Production will start in 2005 and the cars will be built at a new site in Kolin in the Czech Republic.
Details of the joint venture were unveiled at a special presentation in Kolin attended by, among others, PSA Peugeot Citroen president Jean-Martin Folz, Toyota president Fujio Cho and Czech Prime Minister Milos Zeman.
Although the companies will develop the cars as part of a joint initiative, each will have their own vehicles that will compete in the marketplace.
The idea of the venture, said both presidents, was to share costs. Total investment is set to top €1.5 billion.
Folz said: 'In early 2000, Chairman Cho and I first noted that our conclusions about changes in automobiles markets were the same concerning the importance of developing an innovative, affordable vehicle to meet forecast growth in the European small car segment.
'The new vehicle had to be simple yet attractive, inexpensive yet equipped with the latest safety and environmental-protection features, small but roomy enough for four passengers, and suitable for urban driving but comfortable on the highway.'
Toyota president Cho said the success of the project 'is the key to Toyota's future success in the European market'.

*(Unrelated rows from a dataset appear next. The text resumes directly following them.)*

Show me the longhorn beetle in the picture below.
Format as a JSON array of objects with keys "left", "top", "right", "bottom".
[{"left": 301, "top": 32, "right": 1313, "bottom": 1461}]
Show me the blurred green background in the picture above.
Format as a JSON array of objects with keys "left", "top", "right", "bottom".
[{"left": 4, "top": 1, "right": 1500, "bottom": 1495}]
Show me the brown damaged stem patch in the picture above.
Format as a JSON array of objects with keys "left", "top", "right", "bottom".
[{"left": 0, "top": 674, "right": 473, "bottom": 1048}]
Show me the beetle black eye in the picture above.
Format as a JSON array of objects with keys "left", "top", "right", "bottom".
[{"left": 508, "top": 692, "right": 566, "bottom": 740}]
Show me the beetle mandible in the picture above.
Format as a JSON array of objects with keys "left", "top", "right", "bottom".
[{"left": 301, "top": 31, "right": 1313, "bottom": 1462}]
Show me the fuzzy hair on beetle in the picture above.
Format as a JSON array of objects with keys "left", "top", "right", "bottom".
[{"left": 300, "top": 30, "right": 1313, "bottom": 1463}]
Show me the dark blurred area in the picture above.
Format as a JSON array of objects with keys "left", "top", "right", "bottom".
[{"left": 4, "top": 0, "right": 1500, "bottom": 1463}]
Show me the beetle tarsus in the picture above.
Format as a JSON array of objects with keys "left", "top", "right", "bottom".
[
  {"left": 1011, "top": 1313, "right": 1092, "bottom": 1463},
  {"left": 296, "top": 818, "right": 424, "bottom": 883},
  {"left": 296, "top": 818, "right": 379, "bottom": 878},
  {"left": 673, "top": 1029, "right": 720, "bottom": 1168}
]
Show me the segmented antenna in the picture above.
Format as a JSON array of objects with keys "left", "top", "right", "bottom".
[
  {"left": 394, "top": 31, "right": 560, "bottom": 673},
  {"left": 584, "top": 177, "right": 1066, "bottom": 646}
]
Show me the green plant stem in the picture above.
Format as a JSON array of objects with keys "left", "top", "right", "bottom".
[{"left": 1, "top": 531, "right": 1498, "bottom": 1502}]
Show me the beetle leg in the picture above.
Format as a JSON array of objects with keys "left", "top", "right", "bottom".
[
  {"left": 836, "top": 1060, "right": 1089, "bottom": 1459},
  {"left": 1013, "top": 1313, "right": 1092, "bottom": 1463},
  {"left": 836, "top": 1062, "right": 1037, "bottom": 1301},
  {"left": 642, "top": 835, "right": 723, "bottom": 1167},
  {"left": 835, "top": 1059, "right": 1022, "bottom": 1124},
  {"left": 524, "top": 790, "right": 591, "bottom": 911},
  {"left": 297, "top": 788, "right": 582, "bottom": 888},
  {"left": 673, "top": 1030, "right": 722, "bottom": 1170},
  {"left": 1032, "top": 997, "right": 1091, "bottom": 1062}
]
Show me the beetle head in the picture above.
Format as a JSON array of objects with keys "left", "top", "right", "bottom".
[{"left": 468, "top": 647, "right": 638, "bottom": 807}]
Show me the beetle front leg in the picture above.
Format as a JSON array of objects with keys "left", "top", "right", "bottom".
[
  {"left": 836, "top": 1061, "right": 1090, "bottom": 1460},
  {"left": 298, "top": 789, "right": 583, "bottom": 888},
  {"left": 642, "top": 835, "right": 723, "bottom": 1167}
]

'This is because the European market for entry-level compact cars is expected to expand in the future and competition among the various automakers will intensify even further.'
Cho added: 'It goes without saying that for Toyota to survive this competition, it must first produce an outstanding new model.'
Folz said the objective of the partnership 'is not to produce one car to be marketed by both partners but rather to manufacturer different Toyota, Peugeot and Citroen models built on a common platform to be developed together.'
The manufacturers will produce petrol and diesel models of the cars.